July 12, 2018—In an unprecedented transformation of global industry, autonomous vehicles are about to displace drivers and generate $7 trillion per year by 2050 according to a study commissioned by Intel.
- Fleets (trucks, buses, taxis, deliveries) likely first movers in autonomy uptake.
- Advanced vehicle vision and detection systems essential for industry advancement.
- Multiple system tests already under way in cityscapes across the world.
The study predicts autonomous vehicles will create a massive economic opportunity that will scale from $800 billion in 2035 to $7 trillion by 2050, taking into consideration the value of all products and services derived from fully autonomous vehicles, including tangential savings such as time.
The study also postulates that because of greatly enhanced safety, autonomous vehicles will save more than 580,000 lives between 2035 and 2045.
Companies that don't engage now and prepare for autonomous transportation risk failure or possibly even extinction. However, though the potential and opportunity are exciting for this burgeoning industry, technological hurdles must still be overcome.

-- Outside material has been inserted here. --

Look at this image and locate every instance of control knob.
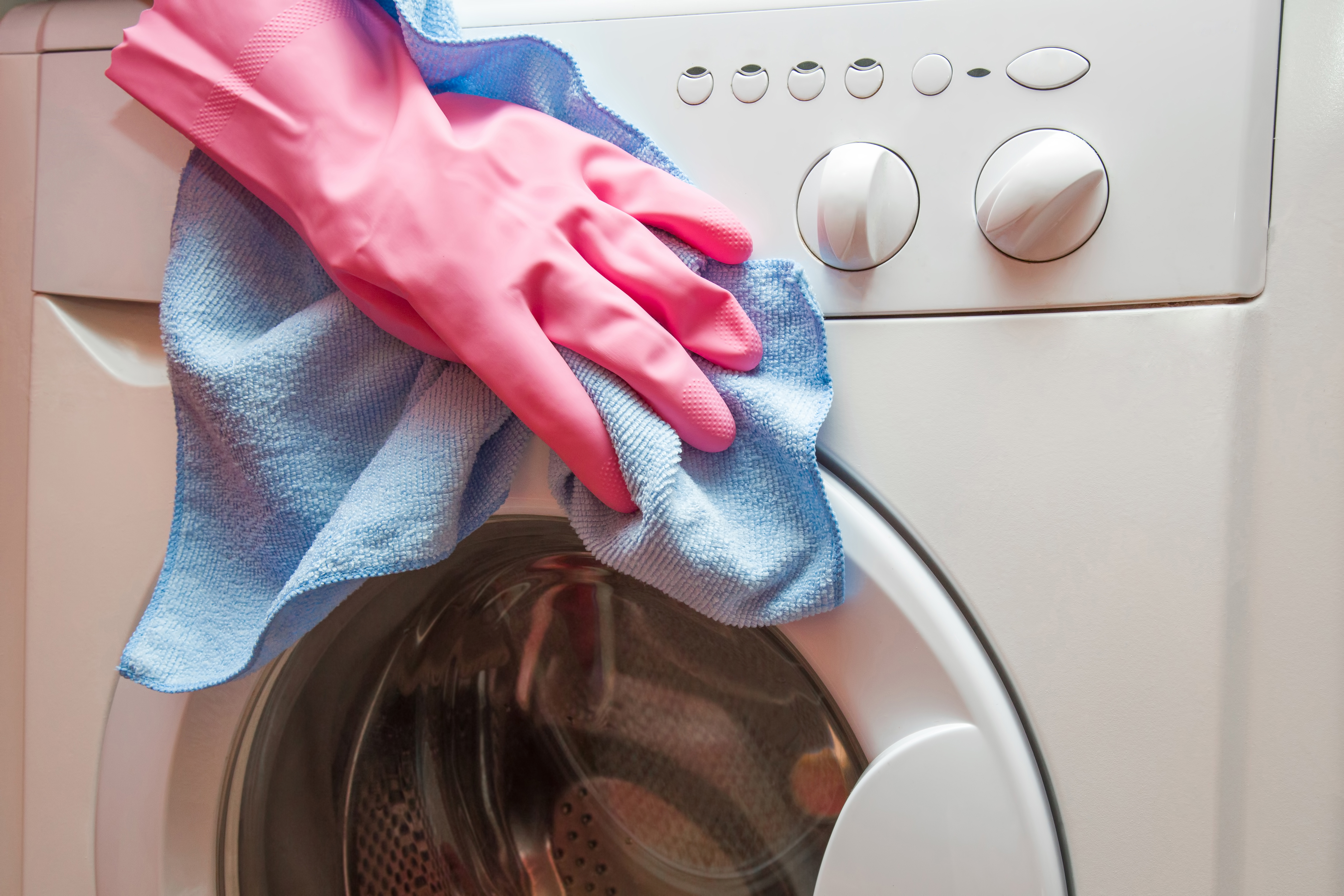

If history is any indicator, the complexities of autonomous transportation will be solved like all other technical challenges in emerging industries that have come before, and outsized rewards will be delivered to those who provide solutions.
At the vanguard of innovative autonomous transportation technologies, Foresight Autonomous Holdings Ltd. uses proprietary and field-proven stereoscopic technology to create advanced detection solutions that mimic human depth perception - one of the robotic "senses" necessary to move autonomous vehicles into the mainstream.
FLIR Systems, Inc. designs and delivers technologies to enhance perception and awareness, producing an automotive-qualified passive infrared sensor currently offered on several vehicles. Waymo, a subsidiary of Google's parent company, Alphabet Inc. started testing self-driving cars in 2009 and is recognized as a leader in the field. Ford Motor Company is aggressively testing autonomous vehicles to identify then target the most lucrative business model, while Tesla Inc. is leveraging its current semi-autonomous system, Autopilot, to collect real-world data about how those vehicles might perform fully autonomously.